At the War Rooms, Gerry reports that no-one has had to be sent to hospital for two years. As he says: "Part of our ‘problem’ is actually that our first aiders don’t get enough practice. So it does mean they feel perhaps they aren’t using their skills; that they are losing their skills. So we make sure that people go on refreshers courses, if they are full first aiders." And these volunteer first aiders do get a small amount of cash, or extra paid time off, as a thank-you by the employer rather than an enticement. Gerry speaks of a possible shift by the Health and Safety Executive (HSE) more towards ‘appointed persons’ who have one-day training in first aid, so as to assist a casualty, rather than full first-aiders, who have four days of training. Something else Gerry mentions is that the first aiders, by being willing to take the extra training, are the sort of people who may seek to move from front of house to other roles; ‘so there’s a fair amount of turnover’. So when the site has a full time of first-aiders, one by one they may need to be replaced. In short, there’s no such thing as a no-risk area. The CWR has begun using the Rivo safety, health and environmental reporting software. Any accidents get reported, and instead of ploughing through pieces of paper, managers can check the software to see if places, times of day or whatever are particular causes of bumps or falls.
The Cabinet War Rooms are also home to the Churchill Museum.

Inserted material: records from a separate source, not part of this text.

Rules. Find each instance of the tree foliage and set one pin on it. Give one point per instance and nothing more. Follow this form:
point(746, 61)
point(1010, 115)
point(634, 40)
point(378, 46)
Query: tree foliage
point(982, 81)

Events range from evening talks to functions and dinners. VIP visitors have included the then US President George W Bush; and the chairman of the Post Office. For even what might sound routine, security is required. Take the museum’s small temporary exhibition about the Post Office and the 1914-18 war. Among the exhibits was a Victoria Cross. Such a priceless medal needed to go inside a heavy-duty cabinet; and a dome camera was fitted in the ceiling above especially. Gerry confessed to feeling relief that such an exhibit would no longer be on his hands. And as Gerry escorted Professional Security to the exit, he helped two lads in a party of blue-blazered schoolboys with their ‘talking guides’. A head of operations’ work is never quite done.